Não digo que as receitas de publicidade não diminuam devido a esta relação procura/oferta, parece-me é demagógico dizer que isso é motivação para se excluir a hipótese de abertura de novos canais. Pessoalmente prefiro canais públicos, porque se geridos como coisa pública claramente podem ser pensados para a qualidade e estarem desfasados desta lógica de procura/oferta visto serem alimentados por vias indirectas.
“E como as receitas em publicidade diminuirão, os custos em produção também terão de baixar.”
Pressupõe, de forma errada, que não existe uma margem lucrativa para absorver a queda das receitas com a publicidade.
O raciocínio leva-nos a concluir que a competição nos media leva à sua tabloidização. E eu concordo. E é por isso que temos um canal que é pago pelos contribuintes, e que por isso não se tabloidiza (ou assim era suposto).
Dizer que é necessário conter a entrada de mais concorrentes (estilo, condicionamento industrial) para impedir que apertos orçamentais conduzam os media para o sensacionalismo ou para uma indigente prostituição a grupos de pressão, é o mesmo que dizer que a televisão pública falhou.
A mesma lógica levar-nos-ia a conter o aparecimento de mais jornais, ou mesmo blogs com publicidade.
“Dirão: a concorrência tratará de fazer fechar o canal de televisão que não conseguir ser competitivo. Falso. Eles conseguirão aguentar, nem que seja com margens de lucro mínimas.”
O mesmo não se pode aplicar aos jornais?
Talvez os jornais se vejam obrigados a transformar o seu output e não há condicionamento que altere esse caminho.
Cumprimentos
Não se precipite. Televisão em HD significa melhor qualidade do que um DVD.

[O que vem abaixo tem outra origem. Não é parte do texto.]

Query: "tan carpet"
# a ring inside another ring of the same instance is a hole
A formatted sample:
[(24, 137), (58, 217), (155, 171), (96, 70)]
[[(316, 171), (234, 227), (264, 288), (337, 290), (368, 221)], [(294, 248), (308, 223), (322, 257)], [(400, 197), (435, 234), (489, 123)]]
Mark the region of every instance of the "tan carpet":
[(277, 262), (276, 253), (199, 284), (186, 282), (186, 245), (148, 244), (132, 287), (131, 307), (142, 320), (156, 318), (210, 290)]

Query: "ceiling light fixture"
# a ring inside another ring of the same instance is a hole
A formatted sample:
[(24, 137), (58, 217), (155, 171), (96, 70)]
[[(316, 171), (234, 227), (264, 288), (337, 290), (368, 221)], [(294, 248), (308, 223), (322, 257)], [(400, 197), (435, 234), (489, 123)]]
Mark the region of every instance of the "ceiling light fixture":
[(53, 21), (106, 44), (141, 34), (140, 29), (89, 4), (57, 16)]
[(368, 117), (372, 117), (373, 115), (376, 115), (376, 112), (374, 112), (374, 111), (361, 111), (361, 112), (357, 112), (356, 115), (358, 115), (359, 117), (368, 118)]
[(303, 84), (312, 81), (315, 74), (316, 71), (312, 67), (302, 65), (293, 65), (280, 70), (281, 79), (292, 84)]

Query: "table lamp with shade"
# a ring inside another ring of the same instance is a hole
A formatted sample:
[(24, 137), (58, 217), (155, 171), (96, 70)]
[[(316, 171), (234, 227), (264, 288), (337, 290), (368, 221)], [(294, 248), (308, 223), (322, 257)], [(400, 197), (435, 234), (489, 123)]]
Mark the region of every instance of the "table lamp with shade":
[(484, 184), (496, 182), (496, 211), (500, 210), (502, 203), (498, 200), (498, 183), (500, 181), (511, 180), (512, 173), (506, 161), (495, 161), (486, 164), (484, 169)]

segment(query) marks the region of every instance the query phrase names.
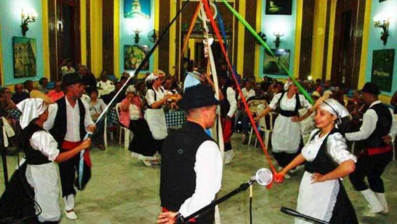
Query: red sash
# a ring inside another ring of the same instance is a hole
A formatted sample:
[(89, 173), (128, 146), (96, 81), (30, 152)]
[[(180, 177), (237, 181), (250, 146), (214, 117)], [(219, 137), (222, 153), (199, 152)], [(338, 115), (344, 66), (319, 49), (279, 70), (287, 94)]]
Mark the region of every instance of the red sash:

É evidente que para os que já estão instalados mais um canal de sinal aberto é um problema de concorrencia.Basta ouvir Balsemão para perceber.Contudo segundo o que se consta os interessados são dois grupos,um que detem o DN e outro que detem o CM.Se a qualidade do novo canal for igual á dos jornais citados só pode via por aí mais lixo.
Dê cumprimentos ao Balsemão…
“São os jornais que pagarão a factura. Porque o mercado publicitário é o mesmo.”
Lamento, mas é completamente falso.
(Aliás, repare que se assim fosse já não existiram jornais em muitos países)
Quanto ao mercado pub. quem não sabe ser caixeiro feche a loja.
Quanto a conteúdos, será que ainda haverá pior?
Oh Daniel- deixa lá eles f… uns aos outros.
Viva o pluralismo de um canal só!
E os gajos da COFINA e CONTROLINVESTE se disserem entretanto mal do governo ficam sem licença….eh,eh,eh, admiro o Sócrates, para cabrões Cabrão ao quadrado.
Não vejo qualquer problema naquilo que enunciaste!
O que querias era que o Estado tomasse o controlo dos canais e metesse concertos de ópera, peças de teatro e o Expresso da Meia Noite 24h sobre 24h?
Pois é, o raio do povinho só quer é ver bola, concursos e novelas, só pode estar alienado pelo grande capital! E cúmulo dos cúmulos os jornais não param de perder compradores! Devia haver uma lei para obrigar as pessoas a comprar jornais! Isto de as notícias estarem disponíveis gratuitamente na net é uma chatice e só prejudica os menos afortunados em favor dos ricos!
Catano, sempre a mesma mentalidade!
Deixem abrir os canais e eles que decidam qual a respectiva grelha! Quem não quiser ver, muda de canal ou desliga a TV!